Cela fait des années qu'il n'a pas remis en question un seul ordre d'Anton. Bien sûr, il a déjà tenu tête à son patron, mais au fond il avait toujours l'intention de s'exécuter si si c'est vraiment ce qu'Anton voulait. Il aurait fait des choses qu'il déteste si Anton lui en avait donné l'ordre formel.

Mais à cet instant, Silva se demande si c'est ainsi qu'il veut que sa vie soit utilisé. Va-t-il le laisser gâcher la vie pour laquelle il s'est sacrifié, des années auparavant ?

Un peu plus de 3 ans plus tôt.

La météo a menti. Il ne fait pas bon aujourd'hui. Ou peut-être que l'homme n'avait pas bien compris le bulletin d'information de la veille. Dur de savoir... Une chose est certaine, il y avait méprise d'un côté ou de l'autre.

Malheureusement, l'homme s'en est rendu compte un peu tard, car, il est déjà dehors en short avec une chemise de plage, tout à fait à l'opposé du parapluie et du manteau.

— Putain ! Dans quoi je me suis encore fourré moi !, exprime l'homme vulgairement dans un portugais que seul lui comprend.

Trouvant refuge dans un restaurant, l'homme est coincé à Dresde. La pluie l'a pris par surprise, un peu comme le regard de tous les allemands qu'il a croisé depuis son arrivée.

Il faut croire que sa couleur de peau n'est pas vraiment tendance dans la région.
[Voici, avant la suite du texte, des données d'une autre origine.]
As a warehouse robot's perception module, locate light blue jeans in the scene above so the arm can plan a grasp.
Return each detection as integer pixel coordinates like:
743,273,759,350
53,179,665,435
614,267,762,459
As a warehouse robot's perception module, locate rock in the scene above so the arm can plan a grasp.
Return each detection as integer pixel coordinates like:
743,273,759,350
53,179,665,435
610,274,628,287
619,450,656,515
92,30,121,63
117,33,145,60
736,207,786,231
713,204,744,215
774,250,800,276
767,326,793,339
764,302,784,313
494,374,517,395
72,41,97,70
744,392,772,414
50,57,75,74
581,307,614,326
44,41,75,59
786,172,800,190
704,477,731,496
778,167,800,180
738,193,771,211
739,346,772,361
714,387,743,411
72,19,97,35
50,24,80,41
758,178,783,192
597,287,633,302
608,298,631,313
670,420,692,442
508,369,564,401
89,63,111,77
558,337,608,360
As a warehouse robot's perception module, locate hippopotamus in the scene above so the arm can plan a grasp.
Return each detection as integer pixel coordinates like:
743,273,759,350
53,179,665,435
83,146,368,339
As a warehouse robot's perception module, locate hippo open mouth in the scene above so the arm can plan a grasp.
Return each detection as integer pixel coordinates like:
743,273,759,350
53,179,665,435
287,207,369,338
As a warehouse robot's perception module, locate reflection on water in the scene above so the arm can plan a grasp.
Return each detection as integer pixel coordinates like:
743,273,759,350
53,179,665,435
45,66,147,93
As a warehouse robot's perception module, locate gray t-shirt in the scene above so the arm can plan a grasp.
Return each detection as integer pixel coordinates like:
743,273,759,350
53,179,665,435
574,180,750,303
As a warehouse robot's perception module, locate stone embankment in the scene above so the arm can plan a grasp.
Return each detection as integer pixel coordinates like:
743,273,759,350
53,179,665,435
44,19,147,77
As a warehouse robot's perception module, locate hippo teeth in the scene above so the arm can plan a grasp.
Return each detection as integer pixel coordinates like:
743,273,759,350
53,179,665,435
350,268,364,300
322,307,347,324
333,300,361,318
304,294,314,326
— Sales Nazis..., laisse-t-il échapper sans prendre en considération que son entourage comprendrait le mot « Nazi » peu importe dans quelle langue ils l'entendaient.

Leur regard qu'il porte au brésilien n'est pas un regard haineux, mais ça se voit qu'ils se sentent tous profondément blessé par ce propos.

— Vous voulez ma photo en plus ?, ajoute l'homme totalement inconscient de son erreur.

C'est la goutte d'eau qui fait déborder le vase. Sans perdre de temps, les responsables escortent le bon monsieur dehors là où est la place de tous les malotrus dans son genre.

— Komm nicht zurück !, lui dit-on au moment de le mettre à la porte.

— Ouais c'est ça... Allez-vous faire foutre oui !, répond l'homme dans un portugais tout à fait grossier, ne prenant toujours pas conscience de ce qu'il a fait.

Ce n'est que quand la pluie l'accueille pour la seconde fois que le brésilien remarque alors qu'il y a une Étoile de David près de l'enseigne du restaurant. Autrement dit, il venait de traiter un restaurateur juif de Nazi.

— Et merde..., fait-il voyant l'énormité de sa bêtise.

Acceptant son sort bien mérité, l'homme ne resta pas une seconde de plus en face de la vitrine du restaurant, ce qui rassura grandement le restaurateur.

Cet homme n'est pas commode. Tous ceux qui le croisait pensait pareil. Que ce soit chez lui, à Curitiba, ou ici, dans les rues noyées de Dresde, l'homme reste une anomalie.

Il est vrai que sa carrure remarquable lui donne un air redoutable et dangereux, mais c'est plus son regard qui fait défaut.

Peu importe l'humeur qui l'habite, ses yeux semblent possédés par un torrent de rage, comme un chien de chasse que l'on a affamé pendant beaucoup trop longtemps. Ce n'est qu'une question de temps avant qu'il explose. C'est ce que pensent tous ceux qui l'ont rencontré.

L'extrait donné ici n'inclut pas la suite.